Bug 1415677

Summary: Host is not fenced after stopping vdsm service
Product: [oVirt] ovirt-engine Reporter: Petr Matyáš <pmatyas>
Component: BLL.InfraAssignee: Oved Ourfali <oourfali>
Status: CLOSED NOTABUG QA Contact: Petr Matyáš <pmatyas>
Severity: urgent Docs Contact:
Priority: unspecified    
Version: 4.1.0CC: bugs, mperina, pstehlik
Target Milestone: ---   
Target Release: ---   
Hardware: Unspecified   
OS: Unspecified   
Whiteboard:
Fixed In Version: Doc Type: If docs needed, set a value
Doc Text:
Story Points: ---
Clone Of: Environment:
Last Closed: 2017-01-23 13:54:18 UTC Type: Bug
Regression: --- Mount Type: ---
Documentation: --- CRM:
Verified Versions: Category: ---
oVirt Team: Infra RHEL 7.3 requirements from Atomic Host:
Cloudforms Team: --- Target Upstream Version:
Embargoed:
Attachments:
Description Flags
engine and vdsm logs
none
correct engine log none

Description Petr Matyáš 2017-01-23 12:17:15 UTC
Created attachment 1243568 [details]
engine and vdsm logs

Description of problem:
I have a host with PM set up and working (and other hosts) but after stopping vdsmd service the host stays in connecting for 60s and then goes to non responsive when it should be soft fenced but is not.

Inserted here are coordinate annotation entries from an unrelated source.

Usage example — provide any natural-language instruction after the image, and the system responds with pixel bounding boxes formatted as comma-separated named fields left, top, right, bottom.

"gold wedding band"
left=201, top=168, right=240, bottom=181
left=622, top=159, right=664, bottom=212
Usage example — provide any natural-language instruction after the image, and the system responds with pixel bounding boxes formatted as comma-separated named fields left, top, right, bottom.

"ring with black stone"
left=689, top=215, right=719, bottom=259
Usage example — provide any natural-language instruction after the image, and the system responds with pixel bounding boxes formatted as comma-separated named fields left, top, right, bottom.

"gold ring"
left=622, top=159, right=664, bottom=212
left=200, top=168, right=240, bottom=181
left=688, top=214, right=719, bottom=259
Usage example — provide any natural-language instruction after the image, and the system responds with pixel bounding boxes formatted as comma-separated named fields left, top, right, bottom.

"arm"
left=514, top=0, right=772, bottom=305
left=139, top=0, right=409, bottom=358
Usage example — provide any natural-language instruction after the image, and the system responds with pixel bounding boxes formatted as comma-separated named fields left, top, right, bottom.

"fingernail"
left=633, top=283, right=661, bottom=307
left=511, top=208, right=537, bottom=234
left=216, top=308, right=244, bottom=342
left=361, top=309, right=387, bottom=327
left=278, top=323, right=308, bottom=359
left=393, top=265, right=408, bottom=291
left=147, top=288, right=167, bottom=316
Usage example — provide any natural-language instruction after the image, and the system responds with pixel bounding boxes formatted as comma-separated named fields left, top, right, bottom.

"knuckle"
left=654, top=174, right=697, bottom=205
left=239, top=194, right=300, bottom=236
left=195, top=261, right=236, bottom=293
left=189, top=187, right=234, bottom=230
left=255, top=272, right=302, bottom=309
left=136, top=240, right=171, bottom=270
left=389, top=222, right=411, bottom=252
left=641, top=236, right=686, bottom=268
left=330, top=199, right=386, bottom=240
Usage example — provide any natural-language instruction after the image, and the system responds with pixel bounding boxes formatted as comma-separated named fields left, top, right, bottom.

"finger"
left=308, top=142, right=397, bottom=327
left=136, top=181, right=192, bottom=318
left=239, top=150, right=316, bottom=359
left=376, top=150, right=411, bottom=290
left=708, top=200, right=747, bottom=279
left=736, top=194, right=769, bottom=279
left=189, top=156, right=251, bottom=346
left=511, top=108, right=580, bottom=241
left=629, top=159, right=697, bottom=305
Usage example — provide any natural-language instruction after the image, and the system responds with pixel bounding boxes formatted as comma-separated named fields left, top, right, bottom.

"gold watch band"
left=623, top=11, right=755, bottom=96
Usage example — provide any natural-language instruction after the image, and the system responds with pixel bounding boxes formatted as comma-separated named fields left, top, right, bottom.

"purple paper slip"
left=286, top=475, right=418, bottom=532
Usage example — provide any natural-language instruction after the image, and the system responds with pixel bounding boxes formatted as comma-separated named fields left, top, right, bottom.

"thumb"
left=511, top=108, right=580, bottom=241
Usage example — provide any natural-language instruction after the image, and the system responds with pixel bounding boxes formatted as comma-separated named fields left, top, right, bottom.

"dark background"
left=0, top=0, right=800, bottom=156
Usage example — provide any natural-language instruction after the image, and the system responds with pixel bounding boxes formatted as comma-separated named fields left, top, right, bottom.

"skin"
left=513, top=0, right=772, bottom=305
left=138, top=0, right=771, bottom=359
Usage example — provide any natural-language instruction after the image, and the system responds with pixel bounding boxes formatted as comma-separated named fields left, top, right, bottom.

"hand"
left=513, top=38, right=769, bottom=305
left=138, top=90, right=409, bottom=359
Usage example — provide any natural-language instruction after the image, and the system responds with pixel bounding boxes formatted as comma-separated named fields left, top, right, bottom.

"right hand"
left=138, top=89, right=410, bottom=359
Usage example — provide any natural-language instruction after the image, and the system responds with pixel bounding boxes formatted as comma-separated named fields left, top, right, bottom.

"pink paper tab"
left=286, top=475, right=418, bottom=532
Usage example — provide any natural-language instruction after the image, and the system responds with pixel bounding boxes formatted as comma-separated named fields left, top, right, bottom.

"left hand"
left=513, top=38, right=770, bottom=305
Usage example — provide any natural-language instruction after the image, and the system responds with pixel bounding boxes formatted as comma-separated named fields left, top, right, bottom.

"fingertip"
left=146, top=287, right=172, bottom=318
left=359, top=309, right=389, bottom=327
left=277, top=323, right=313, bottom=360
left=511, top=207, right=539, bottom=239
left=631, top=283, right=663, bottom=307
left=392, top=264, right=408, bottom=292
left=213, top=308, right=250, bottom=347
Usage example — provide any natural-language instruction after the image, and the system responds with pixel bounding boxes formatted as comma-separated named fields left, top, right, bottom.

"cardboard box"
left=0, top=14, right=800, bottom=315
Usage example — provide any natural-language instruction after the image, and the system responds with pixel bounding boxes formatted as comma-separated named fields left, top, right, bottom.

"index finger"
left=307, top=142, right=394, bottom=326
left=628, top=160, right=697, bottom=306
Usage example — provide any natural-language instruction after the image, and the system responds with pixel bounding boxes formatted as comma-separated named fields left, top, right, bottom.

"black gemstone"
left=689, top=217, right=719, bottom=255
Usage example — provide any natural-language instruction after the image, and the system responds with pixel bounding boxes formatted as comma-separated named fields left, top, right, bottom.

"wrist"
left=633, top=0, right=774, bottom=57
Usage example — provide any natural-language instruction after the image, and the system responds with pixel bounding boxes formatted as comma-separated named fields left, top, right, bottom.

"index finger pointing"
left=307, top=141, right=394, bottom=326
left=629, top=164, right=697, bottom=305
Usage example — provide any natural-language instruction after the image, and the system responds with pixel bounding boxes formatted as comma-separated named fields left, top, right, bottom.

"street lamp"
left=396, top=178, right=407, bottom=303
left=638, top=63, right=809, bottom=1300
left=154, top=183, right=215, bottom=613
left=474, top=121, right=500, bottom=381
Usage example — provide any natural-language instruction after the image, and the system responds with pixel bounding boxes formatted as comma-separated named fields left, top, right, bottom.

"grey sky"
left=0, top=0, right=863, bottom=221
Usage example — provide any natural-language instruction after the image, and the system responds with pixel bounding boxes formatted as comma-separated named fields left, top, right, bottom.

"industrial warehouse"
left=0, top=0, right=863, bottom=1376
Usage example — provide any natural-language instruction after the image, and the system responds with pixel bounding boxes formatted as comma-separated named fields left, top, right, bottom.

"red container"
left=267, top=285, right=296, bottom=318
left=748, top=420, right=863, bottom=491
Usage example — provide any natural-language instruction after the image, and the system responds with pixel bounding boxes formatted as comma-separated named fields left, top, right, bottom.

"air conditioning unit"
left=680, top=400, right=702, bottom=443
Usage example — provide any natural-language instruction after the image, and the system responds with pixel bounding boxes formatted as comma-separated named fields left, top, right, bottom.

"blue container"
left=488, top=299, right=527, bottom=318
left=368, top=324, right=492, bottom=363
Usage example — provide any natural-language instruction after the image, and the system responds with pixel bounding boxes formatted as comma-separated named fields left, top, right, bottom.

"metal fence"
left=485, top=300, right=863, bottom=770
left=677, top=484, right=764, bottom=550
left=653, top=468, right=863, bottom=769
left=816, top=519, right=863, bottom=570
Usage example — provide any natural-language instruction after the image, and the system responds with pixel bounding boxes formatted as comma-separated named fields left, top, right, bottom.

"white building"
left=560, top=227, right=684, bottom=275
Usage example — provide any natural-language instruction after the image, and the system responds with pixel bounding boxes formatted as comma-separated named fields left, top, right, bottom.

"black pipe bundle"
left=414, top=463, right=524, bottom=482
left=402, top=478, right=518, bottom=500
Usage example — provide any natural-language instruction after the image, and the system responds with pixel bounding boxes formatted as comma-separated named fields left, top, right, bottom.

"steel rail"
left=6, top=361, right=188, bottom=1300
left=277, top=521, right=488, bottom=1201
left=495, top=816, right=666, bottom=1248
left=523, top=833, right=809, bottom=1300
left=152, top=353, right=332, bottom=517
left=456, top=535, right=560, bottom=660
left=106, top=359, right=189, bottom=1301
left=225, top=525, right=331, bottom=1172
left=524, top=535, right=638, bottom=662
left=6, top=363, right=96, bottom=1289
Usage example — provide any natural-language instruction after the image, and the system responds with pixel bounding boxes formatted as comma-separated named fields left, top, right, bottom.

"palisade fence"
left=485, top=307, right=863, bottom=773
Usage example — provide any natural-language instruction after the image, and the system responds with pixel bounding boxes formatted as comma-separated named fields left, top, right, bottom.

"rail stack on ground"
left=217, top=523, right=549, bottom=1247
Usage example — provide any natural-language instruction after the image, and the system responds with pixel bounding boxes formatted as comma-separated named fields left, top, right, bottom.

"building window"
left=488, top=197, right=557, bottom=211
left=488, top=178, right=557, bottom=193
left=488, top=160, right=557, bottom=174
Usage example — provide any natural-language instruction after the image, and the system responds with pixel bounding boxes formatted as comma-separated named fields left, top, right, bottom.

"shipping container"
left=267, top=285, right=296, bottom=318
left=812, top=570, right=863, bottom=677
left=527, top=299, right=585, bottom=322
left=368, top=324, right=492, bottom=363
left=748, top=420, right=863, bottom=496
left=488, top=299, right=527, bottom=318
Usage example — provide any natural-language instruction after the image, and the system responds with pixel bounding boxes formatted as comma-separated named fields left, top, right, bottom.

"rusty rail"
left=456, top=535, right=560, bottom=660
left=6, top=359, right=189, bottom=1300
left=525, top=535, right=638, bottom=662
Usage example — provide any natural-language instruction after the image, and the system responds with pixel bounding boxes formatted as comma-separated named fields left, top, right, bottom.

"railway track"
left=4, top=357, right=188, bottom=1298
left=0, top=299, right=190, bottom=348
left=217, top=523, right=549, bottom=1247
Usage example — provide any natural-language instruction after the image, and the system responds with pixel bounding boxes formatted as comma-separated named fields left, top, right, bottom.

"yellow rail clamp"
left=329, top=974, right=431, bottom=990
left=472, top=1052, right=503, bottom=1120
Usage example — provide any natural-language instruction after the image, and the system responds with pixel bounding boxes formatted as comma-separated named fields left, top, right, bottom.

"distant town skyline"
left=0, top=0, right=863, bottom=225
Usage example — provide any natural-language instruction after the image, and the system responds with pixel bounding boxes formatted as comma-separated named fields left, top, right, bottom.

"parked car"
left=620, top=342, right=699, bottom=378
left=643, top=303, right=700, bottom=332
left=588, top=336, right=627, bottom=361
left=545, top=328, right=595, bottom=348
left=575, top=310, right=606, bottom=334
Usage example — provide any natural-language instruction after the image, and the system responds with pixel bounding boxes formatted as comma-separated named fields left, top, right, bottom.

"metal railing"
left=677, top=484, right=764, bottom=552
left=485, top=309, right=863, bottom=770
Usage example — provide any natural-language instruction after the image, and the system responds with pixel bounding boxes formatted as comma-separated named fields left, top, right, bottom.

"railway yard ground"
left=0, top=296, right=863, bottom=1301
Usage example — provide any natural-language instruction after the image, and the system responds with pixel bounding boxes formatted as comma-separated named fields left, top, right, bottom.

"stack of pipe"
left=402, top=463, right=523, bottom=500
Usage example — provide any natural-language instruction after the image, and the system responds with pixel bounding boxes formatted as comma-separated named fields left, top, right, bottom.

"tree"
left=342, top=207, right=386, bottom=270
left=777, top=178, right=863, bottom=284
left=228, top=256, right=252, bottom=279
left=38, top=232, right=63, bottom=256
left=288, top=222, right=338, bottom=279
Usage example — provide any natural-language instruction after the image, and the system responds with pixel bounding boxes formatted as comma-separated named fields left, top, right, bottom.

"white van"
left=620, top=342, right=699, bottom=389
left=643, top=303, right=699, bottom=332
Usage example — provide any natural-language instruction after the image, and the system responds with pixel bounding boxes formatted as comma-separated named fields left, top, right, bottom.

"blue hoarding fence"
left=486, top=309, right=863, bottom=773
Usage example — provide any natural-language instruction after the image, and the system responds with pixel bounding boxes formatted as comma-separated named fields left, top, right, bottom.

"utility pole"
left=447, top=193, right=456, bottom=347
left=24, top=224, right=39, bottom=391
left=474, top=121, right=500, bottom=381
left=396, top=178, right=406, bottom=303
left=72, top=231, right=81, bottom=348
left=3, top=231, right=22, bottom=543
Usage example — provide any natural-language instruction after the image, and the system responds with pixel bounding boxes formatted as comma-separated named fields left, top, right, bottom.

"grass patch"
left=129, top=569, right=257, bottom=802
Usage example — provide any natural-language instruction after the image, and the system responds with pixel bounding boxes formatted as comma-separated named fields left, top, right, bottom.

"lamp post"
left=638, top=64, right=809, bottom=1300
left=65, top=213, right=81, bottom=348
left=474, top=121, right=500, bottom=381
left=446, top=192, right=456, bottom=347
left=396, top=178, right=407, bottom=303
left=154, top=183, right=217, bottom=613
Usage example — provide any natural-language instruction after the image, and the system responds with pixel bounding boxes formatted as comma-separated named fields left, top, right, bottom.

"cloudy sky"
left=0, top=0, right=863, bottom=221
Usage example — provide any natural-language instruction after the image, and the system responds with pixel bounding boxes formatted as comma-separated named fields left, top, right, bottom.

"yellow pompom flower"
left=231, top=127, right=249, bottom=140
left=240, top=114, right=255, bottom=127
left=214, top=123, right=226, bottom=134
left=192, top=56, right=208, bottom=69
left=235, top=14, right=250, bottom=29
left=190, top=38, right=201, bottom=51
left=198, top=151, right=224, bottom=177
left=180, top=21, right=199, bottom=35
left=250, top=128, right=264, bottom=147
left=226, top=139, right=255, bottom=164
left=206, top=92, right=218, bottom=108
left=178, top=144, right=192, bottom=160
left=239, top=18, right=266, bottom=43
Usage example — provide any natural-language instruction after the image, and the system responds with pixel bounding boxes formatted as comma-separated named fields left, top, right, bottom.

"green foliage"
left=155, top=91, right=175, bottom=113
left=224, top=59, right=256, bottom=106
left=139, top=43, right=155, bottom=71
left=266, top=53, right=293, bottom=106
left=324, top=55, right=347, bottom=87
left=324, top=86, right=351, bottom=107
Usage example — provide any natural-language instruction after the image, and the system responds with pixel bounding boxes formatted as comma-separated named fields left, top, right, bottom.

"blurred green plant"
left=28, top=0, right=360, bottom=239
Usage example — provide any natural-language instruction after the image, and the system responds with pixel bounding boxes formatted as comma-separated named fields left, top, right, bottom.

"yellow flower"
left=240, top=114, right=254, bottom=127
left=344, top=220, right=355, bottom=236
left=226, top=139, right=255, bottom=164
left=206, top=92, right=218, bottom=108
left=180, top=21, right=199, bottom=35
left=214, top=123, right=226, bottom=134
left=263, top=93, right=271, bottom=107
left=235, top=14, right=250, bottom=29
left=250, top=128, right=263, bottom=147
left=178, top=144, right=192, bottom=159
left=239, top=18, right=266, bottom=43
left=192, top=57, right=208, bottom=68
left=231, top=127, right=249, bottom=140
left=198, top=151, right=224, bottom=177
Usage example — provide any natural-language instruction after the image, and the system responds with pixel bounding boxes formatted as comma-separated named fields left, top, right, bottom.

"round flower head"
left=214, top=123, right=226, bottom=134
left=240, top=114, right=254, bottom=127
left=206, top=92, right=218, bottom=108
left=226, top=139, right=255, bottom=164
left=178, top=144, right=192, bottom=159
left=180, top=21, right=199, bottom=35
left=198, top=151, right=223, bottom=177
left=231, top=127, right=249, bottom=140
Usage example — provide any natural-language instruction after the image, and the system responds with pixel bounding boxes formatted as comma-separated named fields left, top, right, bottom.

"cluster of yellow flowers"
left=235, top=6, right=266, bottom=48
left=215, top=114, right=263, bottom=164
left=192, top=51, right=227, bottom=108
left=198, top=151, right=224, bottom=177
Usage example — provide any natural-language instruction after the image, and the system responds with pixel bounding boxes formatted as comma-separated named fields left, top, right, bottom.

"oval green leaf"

Version-Release number of selected component (if applicable):
4.1.0-8

How reproducible:
always

Steps to Reproduce:
1. stop vdsmd service on hosts with PM
2. wait for at lease 60s
3. host should be fenced

Actual results:
host is non responsive

Expected results:
host should be soft fenced

Additional info:

Comment 1 Petr Matyáš 2017-01-23 13:40:52 UTC
Created attachment 1243604 [details]
correct engine log

Comment 2 Martin Perina 2017-01-23 13:54:18 UTC
Fencing is not executed because there's too many hosts with connection issues (percentage of hosts with connection issues are higher than allowed in cluster fencing policy):

2017-01-23 13:03:28,552+01 WARN  [org.ovirt.engine.core.dal.dbbroker.auditloghandling.AuditLogDirector] (org.ovirt.thread.pool-6-thread-43) [] EVENT_ID: VDS_ALERT_FENCE_OPERATION_SKIPPED_BROKEN_CONNECTIVITY(9,013), Correlation ID: null, Call Stack: null, Custom Event ID: -1, Message: Host slot-11 became non responsive and was not restarted due to Fencing Policy: 50 percents of the Hosts in the Cluster have connectivity issues.